Kavli Affiliate: Stuart Marshall
| First 5 Authors: Alex Broughton, Yousuke Utsumi, Andrés Plazas Malagón, Christopher Waters, Craig Lage
| Summary:
Thick, fully depleted charge-coupled devices (CCDs) are known to exhibit
non-linear behavior at high signal levels due to the dynamic behavior of
charges collecting in the potential wells of pixels, called the brighter-fatter
effect (BFE). This particularly impacts bright calibration stars, which appear
larger than their intrinsic shape, creating a flux-dependent point-spread
function (PSF) that if left unmitigated, could make up a large fraction of the
error budget in Stage IV weak-lensing (WL) surveys such as the Legacy Survey of
Space and Time (LSST). In this paper, we analyze image measurements of flat
fields and artificial stars taken at different illumination levels with the
LSST Camera (LSSTCam) at SLAC National Accelerator Laboratory in order to
quantify this effect in the LSST Camera before and after a previously
introduced correction technique.

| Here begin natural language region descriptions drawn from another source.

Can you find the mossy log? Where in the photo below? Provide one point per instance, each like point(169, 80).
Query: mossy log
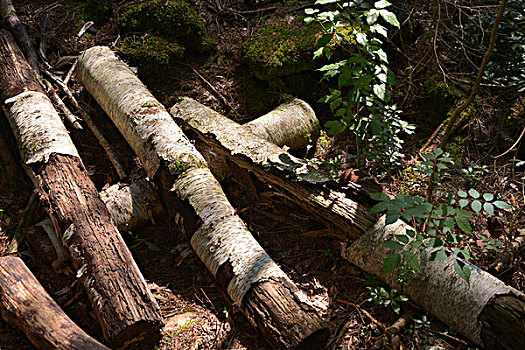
point(257, 286)
point(488, 312)
point(305, 186)
point(121, 300)
point(132, 204)
point(25, 304)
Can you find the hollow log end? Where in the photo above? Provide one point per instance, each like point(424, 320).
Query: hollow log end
point(273, 307)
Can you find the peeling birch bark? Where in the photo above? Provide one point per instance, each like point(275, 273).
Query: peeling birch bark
point(132, 205)
point(291, 124)
point(121, 300)
point(25, 304)
point(487, 312)
point(199, 205)
point(296, 180)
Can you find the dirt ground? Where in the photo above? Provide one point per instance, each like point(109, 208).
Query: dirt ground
point(197, 314)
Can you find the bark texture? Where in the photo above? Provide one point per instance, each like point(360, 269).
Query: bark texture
point(487, 312)
point(291, 124)
point(26, 305)
point(304, 186)
point(122, 302)
point(199, 205)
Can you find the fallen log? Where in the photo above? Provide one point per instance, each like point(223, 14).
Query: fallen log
point(257, 286)
point(488, 313)
point(8, 13)
point(25, 304)
point(345, 217)
point(132, 204)
point(120, 297)
point(275, 126)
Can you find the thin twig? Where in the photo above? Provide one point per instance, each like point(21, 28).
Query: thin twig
point(60, 104)
point(89, 122)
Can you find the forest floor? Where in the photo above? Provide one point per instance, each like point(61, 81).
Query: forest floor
point(197, 314)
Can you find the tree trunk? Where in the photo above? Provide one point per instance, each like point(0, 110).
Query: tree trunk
point(26, 305)
point(257, 286)
point(296, 116)
point(120, 297)
point(487, 312)
point(482, 313)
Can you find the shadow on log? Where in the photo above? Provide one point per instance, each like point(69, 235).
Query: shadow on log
point(488, 312)
point(26, 305)
point(257, 286)
point(120, 297)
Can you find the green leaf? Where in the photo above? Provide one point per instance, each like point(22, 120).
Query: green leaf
point(382, 4)
point(489, 208)
point(391, 218)
point(439, 255)
point(476, 206)
point(473, 193)
point(412, 260)
point(463, 270)
point(389, 17)
point(501, 205)
point(463, 224)
point(402, 238)
point(393, 245)
point(334, 127)
point(488, 197)
point(391, 262)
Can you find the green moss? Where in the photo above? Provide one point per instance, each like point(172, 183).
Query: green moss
point(280, 49)
point(98, 11)
point(174, 19)
point(150, 52)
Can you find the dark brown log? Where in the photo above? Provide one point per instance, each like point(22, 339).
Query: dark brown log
point(481, 311)
point(258, 287)
point(26, 305)
point(120, 297)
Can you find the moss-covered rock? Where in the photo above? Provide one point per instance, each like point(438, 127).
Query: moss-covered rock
point(279, 49)
point(174, 19)
point(150, 53)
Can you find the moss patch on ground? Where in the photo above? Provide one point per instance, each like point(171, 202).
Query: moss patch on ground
point(150, 52)
point(279, 49)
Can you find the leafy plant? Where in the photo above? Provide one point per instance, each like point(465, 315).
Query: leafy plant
point(361, 100)
point(442, 221)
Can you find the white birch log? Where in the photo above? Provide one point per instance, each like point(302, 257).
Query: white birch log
point(442, 293)
point(202, 211)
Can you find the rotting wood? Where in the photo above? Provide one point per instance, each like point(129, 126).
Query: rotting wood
point(120, 297)
point(471, 311)
point(25, 304)
point(305, 186)
point(487, 312)
point(294, 115)
point(257, 286)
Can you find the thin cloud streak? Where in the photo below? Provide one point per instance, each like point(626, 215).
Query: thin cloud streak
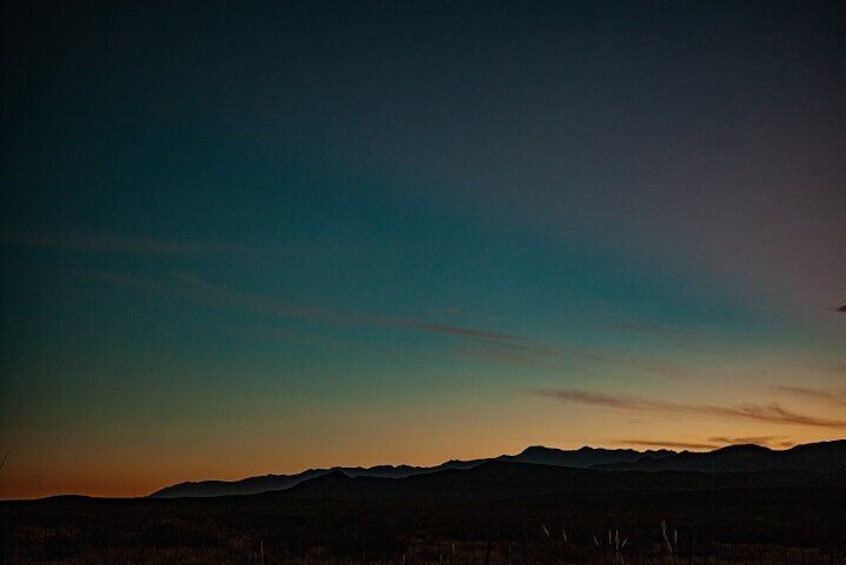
point(831, 396)
point(668, 444)
point(496, 347)
point(771, 414)
point(767, 441)
point(191, 287)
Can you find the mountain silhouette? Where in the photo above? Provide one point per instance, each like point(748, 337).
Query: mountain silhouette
point(825, 457)
point(534, 469)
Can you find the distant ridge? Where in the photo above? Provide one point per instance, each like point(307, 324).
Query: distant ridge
point(823, 457)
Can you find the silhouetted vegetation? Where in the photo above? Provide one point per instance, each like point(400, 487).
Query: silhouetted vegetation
point(787, 523)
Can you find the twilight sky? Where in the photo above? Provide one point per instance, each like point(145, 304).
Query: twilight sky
point(266, 236)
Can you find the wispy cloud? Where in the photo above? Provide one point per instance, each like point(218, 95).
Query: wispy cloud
point(771, 414)
point(767, 441)
point(712, 442)
point(491, 346)
point(827, 395)
point(192, 287)
point(668, 444)
point(536, 354)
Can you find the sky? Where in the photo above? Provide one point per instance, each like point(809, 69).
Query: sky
point(259, 237)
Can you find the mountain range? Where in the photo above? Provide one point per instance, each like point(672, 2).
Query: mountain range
point(581, 468)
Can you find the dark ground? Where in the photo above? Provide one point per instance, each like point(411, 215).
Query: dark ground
point(766, 524)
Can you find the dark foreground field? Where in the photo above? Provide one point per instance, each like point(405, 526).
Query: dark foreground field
point(727, 522)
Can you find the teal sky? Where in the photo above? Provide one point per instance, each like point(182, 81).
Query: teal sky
point(262, 237)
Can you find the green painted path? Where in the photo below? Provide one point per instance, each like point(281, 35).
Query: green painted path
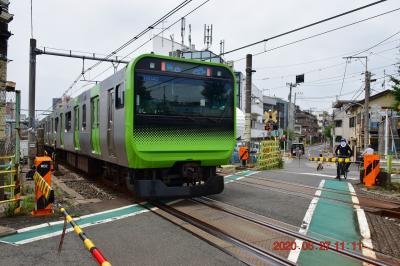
point(47, 230)
point(335, 222)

We observe that the BFE evolves
anisotropically as a function of flux due to higher-order BFEs, which violates
the fundamental assumption of this correction method. We then introduce a new
sampling method based on a physically motivated model to account these
higher-order terms in the correction, and then we test the modified correction
on both datasets. We find that the new method corrects the effect in flat
fields better than it corrects the effect in artificial stars which we conclude
is the result of a unmodeled curl component of the deflection field by the
correction. We use these results to define a new metric for the full-well
capacity of our sensors and advise image processing strategies to further limit
the impact of the effect on LSST WL science pathways.